Congratulations! You’ve finally left him. Let us all slow clap as you ignore his messages and block him on social media.


Mixed feelings take over your body. You feel heartbroken. You feel angry. You feel disappointed. You feel proud of yourself and excited to start your new life without him. Most of all, you feel petty. Petty Wap. Petty Labelle. Blac Chyna.


Source: Urban Dictionary


Yes, petty. You can’t wait to go to the club and post photos of your half naked ass on social media to make your ex mad. You channel your inner LaLa Anthony at the mall and purchase every see-through blouse, skirt, and dress in sight. All the emotional eating you’ve been doing to feed your broken heart has caught up to your thighs. Depending on where you angle your cell phone camera, you’re either fat as hell or slim thick with your cute ass.


At the club, you only take photos on your slim thick side. A decent looking man comes up behind you on the dance floor, expecting you to twerk for him like a free stripper. You dance on him like your life depends on it as your petty friend quickly snaps photos of you and sends them to your phone. As soon as she’s completed her task, you tell the decent looking man to get the hell off of you and turn down his request for your number. You spend the rest of the night, wondering what your ex is doing as you two step to the bar.


The next morning, you upload the photos to your social media with captions that read, “Enjoying life” and “Just another Friday night.” Then, you crawl back into bed, thinking about your ex. You secretly hope he sees the photos even though you’ve told everyone, “I don’t care about him!”


Being petty won’t give you closure.


I’ve posted photos to my social media to prove that I was alright. Drunken nights at clubs with guys who wanted to touch my body, made me feel good for a moment. The photos we took documented my transition into singlehood but failed to capture my true feelings. Behind every smile was rage for the guy that broke my heart. I looked at photos thinking, “Damn, I look good!” followed by, “How could he not want to be with this?”



I wanted my ex to pay for mistreating me. I wanted him to feel what I felt on the nights I stayed home, waiting for him while he was at the club with his homies. I thought of the times I asked to join him, his response always being, “It’s just me and the guys tonight, bae.” I wanted him to feel the frustration I felt when I’d find photos of him with girls he happened to link up with when he went out with “the guys”.

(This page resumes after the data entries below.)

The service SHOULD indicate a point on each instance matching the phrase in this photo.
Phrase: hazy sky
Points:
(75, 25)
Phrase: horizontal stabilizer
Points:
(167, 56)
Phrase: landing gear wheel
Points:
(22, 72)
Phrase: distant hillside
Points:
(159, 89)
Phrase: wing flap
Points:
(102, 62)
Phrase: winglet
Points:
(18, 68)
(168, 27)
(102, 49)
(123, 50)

So, I went out to the same clubs he went to, taking photos of what looked like a good time with my girls. I posted the photos out of spite as if the only person who’d see them on the World Wide Web was him. He responded a couple of times in messages saying, “Oh, I see you’re going out now.” He would ask who I was with and which guys tried to talk to me. In response I would say, “It’s none of your business” and “You’re not my boyfriend anymore. You should have thought of that when you were with me.”

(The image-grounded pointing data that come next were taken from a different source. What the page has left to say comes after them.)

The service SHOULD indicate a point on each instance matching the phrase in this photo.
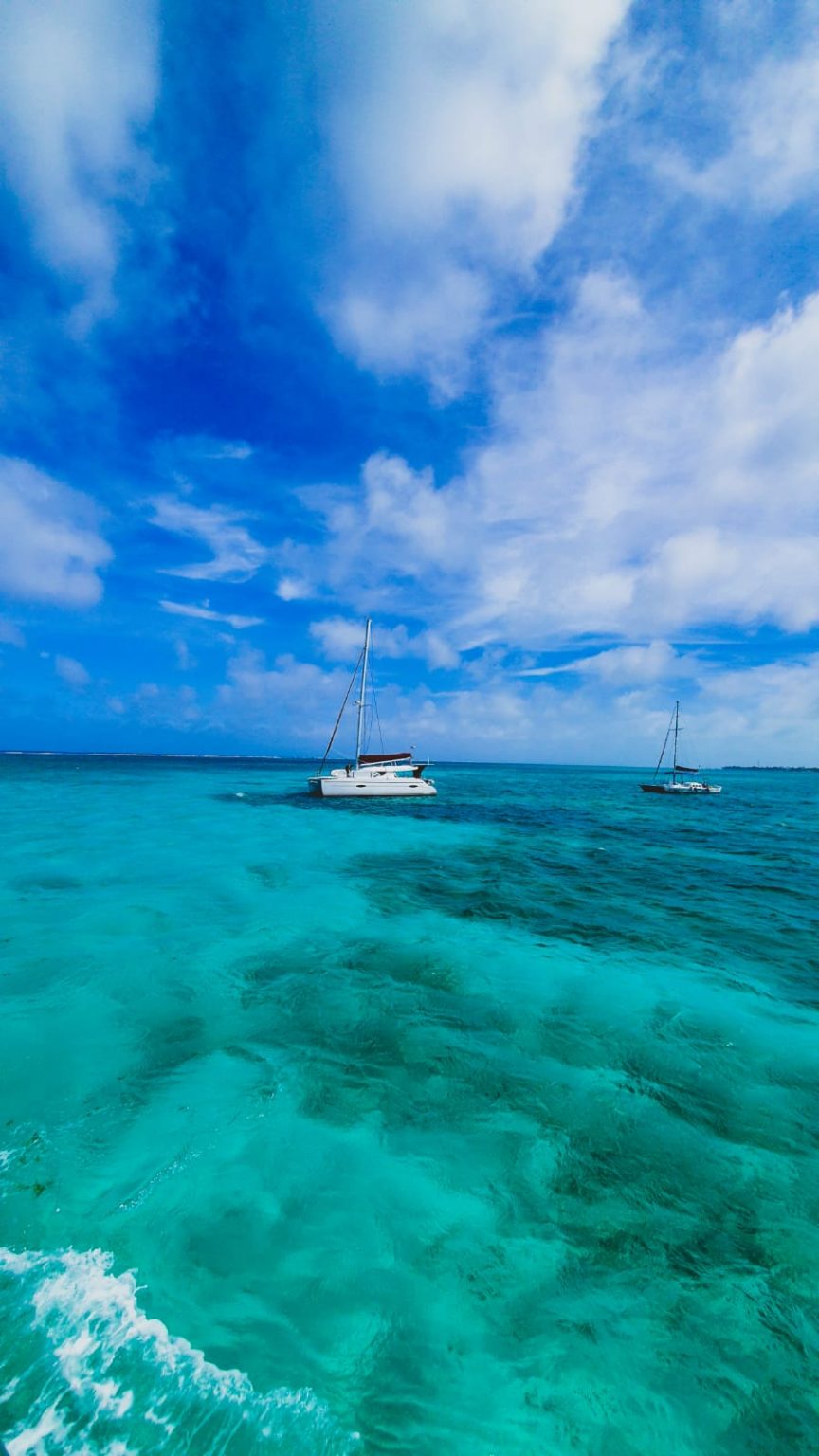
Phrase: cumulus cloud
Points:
(455, 132)
(772, 159)
(626, 489)
(206, 613)
(740, 715)
(236, 556)
(50, 543)
(78, 84)
(72, 671)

For a moment, the feeling was satisfying. He was jealous. It felt good. Then, it felt horrible all at once.


It felt horrible because it wasn’t me. Hurting someone for my own satisfaction was out of character even if they hurt me first. I was trying to move on from him and the complicated feelings that came with my love for him but there I was, perpetuating more pain between the two of us. There I was encouraging his constant contact with me when I knew communication just made the process of leaving him more difficult.


I was showcasing a false image of myself on social media for attention. I received the wrong attention from guys requesting my phone number and dates. I didn’t want them. I just wanted closure.

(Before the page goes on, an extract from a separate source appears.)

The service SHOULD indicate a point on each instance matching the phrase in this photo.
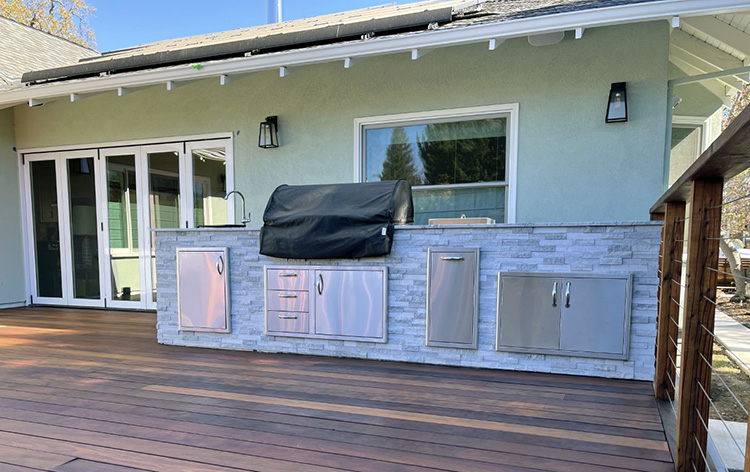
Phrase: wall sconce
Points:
(617, 108)
(268, 136)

Being petty didn’t give me closure. Even after my ex responded with a lengthy apology, I wasn’t satisfied. I was denying my feelings by pretending they didn't exist. I went out more. I found distractions to keep me from my pain. But, denying my feelings also meant postponing my healing.


I found closure when I discovered healthy ways to heal that didn't involve my ex.


I’ve learned that closure won't come from the person that hurt you. It starts with your willingness to move on from the pain. It’s taking your time. Closure is the ability to reflect on your past, choosing to learn from the things you can't go back and change. It’s finding the victory in overcoming your heartbreak.

So, you can keep posting photos to Facebook and angry Tweets on Twitter. You can continue to put your private love life on blast for the world to see. You can stay in contact with your ex, instigating dramatic arguments just to have a small piece of him exist in your life.


You can be petty or you can admit to your pain. You can face your feelings head on and allow yourself time to grieve your broken relationship. There is nothing more satisfying than hearing your ex say, "Oh, I see you doing well now. What's up?" It's even more satisfying to walk away with your head held high, at peace with yourself and your ability to move on.